Kann Den Jemen empfehlen .Geile fischerei superfreundliche Leute
und warmes Wetter .Solltest  mit 3000 euro für 2 wochen leicht 
auskommen .Einziger Nachteil .....keine Frauen...#g aber
fischen fischen fischen


----------



## Sailfisch (14. August 2004)

*AW: BIG GAME im Januar 2005*

@ bernd
Das hört sich interessant an! Was kann man denn beim Big Game so fangen in Malaysia? Und wie ist die Ausrüstung der Boote? Gibt es Hotels, wie heißt die Gegend genau und wo bist Du? Was treibt Dich dort hin? Ist januar ein guter Zeitpunkt?

Fragen über Fragen, wäre nett wenn Du noch etwas mehr berichten könntest. Bilder wären genial.

Danke bereits im Voraus.


----------



## bernd noack (14. August 2004)

*AW: BIG GAME im Januar 2005*

@ sailfish-------vorerst kurzer bericht ueber malaysia genau gestern war ein artikel in einer hiesigen tageszeitung von einem wettangeln im august auf billfish-sailfish-marlin und swordfish an der ostkueste von malaysia-kuantan-rompin in der south china sea mit 21 booten und ca.170 anglern wurden an 2 tagen 60 der obengenannten fische gefangen der groesste mit 32,5kg http://www.ipicture.de/landkarte/landkarte_malaysia.html hier noch einige weitere links http://www.makosportfishing.com/charters.htm http://www.takasportfishing.com/html/charters.html http://www.tourismmalaysia.de/ http://www.lantingresort.com.my/fishing.htm =annonce in anglerzeitschrift mit 60.-euro fuer 3tage ausfahrt wahrscheinlich fuer gaeste des hotels http://www.tourismmalaysia.de/ http://www.emmes.net/malaysia/NationalParks/np_endau_rompin.asp http://www.geocities.com/zoomfishing/ http://www.derreisetipp.de/links/pages/Asien/Malaysia/ ich persoenlich besitze keine salzwasserausruestung-kauf fuer brandungsangeln aber geplant-lebe seit 2 jahren seit erhalt meiner minimalrente z.zt. 470.-euro im monat -aus kostengruenden aber auch wegen des interessanten lebens in den beiden laendern-je nach ablauf des visums-malaysia und indonesien-fast alles auch angelgeraete sind erheblich billiger als in deutschland uebernachtungspreis in indonesien ca. 2.50euro in malaysia 5.-euro allerdings asienstandart -luxushotels kosten natuerlich mehr zur zeit lebe ich in ipoh und gehe auch oft angeln hier gibt es viele ehemalige zinntagebaue sie lassen sich beangeln wie unsere kiesgruben auch 2 fluesse  sind fischreich--- bis lumut an der strasse von malakka sind es nur 80 km hier brandungsangeln und meeresangeln alles ohne irgendwelche ausweise oder genehmigungen lese mal die links durch damit sind viele fragen beantwortet sehr informativ--- fuer weitere fragen gerne ich persoehnlich--- noch einmal tagespreis vor ort fuer uebernachtung und essen/trinken in malaysia maximal 10.-euro in indonesien 8.-euro plus sonderausgaben----- vor ort jederzeit guenstige uebernachtungsmoeglichkeiten im angebot--- eigentlich ist jeder monat fuer urlaub geeignet nur malaysia ostkueste von oktober bis februar monsunregenzeit bis bald bernd #h


----------



## Rausreißer (14. August 2004)

*AW: BIG GAME im Januar 2005*

Hi Bernd,
ist ja schon ne interessante Ecke die Du dir da ausgesucht hast.
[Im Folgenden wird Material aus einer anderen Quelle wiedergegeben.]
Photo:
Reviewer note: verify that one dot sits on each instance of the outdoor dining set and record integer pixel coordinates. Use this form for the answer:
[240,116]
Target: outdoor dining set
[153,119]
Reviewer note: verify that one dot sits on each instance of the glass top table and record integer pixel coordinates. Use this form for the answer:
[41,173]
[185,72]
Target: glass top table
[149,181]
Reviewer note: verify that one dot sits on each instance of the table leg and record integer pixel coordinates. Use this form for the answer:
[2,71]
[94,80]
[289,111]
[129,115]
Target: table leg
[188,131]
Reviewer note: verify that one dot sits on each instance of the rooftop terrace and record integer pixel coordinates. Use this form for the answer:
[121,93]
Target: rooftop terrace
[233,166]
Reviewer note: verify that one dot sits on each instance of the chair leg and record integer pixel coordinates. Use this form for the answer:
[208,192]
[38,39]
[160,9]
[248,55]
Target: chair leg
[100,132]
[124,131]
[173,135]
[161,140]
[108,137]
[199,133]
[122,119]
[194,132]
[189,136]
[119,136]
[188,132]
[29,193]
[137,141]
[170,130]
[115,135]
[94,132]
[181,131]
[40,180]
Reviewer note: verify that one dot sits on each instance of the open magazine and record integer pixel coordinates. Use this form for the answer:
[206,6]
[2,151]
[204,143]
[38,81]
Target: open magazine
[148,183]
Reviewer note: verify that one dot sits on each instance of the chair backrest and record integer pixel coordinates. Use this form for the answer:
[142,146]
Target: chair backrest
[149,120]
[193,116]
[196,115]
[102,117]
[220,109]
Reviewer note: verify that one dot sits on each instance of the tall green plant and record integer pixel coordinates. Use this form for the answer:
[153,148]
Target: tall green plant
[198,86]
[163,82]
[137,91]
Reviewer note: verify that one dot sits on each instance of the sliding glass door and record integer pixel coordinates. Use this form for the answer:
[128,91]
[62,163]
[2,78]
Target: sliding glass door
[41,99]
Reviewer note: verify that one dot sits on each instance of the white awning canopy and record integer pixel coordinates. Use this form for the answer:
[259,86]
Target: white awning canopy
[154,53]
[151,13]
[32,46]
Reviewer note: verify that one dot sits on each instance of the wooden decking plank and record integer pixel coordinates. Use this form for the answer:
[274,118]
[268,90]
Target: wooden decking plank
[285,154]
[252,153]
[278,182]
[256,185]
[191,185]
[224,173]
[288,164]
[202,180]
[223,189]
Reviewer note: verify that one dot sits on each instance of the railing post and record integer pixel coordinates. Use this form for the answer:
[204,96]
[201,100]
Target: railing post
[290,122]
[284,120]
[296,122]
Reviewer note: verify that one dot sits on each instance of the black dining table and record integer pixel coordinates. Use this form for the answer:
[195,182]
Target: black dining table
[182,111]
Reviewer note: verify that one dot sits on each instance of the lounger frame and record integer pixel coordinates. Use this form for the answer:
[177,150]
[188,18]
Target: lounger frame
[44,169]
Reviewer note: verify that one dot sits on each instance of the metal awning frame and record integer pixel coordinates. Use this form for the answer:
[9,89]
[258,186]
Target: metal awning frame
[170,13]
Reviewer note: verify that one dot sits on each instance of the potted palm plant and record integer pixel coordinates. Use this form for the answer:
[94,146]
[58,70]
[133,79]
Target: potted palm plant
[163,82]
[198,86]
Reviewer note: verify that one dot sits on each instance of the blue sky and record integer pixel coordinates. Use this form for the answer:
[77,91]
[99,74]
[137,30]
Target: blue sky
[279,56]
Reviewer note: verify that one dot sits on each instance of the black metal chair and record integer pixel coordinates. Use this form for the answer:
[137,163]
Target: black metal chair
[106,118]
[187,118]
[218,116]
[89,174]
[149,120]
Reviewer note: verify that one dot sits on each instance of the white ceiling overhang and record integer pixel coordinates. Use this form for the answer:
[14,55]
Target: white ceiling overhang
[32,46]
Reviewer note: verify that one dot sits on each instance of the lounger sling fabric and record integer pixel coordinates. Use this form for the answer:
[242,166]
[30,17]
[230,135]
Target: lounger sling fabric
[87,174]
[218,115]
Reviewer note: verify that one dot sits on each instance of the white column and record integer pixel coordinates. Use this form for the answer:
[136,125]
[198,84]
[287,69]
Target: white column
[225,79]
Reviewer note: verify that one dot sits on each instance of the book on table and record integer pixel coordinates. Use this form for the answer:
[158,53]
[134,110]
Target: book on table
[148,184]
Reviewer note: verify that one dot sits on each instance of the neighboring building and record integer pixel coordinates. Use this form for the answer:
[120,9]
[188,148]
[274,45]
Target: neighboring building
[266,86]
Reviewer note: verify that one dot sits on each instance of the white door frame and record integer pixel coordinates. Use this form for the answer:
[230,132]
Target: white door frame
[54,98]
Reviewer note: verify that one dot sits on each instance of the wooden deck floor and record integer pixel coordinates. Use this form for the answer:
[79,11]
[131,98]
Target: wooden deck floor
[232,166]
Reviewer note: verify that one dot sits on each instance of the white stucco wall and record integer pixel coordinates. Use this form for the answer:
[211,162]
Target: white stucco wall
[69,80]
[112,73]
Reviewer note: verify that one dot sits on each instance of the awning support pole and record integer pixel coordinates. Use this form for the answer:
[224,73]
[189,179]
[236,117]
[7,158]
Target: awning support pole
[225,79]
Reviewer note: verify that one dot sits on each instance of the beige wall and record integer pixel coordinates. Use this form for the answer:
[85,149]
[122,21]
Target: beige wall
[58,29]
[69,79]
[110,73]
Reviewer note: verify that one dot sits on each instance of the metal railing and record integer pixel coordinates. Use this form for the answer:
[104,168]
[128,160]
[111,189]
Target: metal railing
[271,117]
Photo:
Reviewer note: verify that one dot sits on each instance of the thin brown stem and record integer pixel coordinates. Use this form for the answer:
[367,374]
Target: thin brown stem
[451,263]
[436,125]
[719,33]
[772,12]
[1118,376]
Wenn ich an meine Rente hier in good old Germany denke, kannst Du mir wahrscheinlich schon nen Plätzchen reservieren.  

Aber bis da ist noch etwas hin.

Danke für die Tips.

Sag mal, weist Du zufällig wie das Wetter und das Fischen im November in der Celebes See (Nördwestlich Borneo=Tawau) ist.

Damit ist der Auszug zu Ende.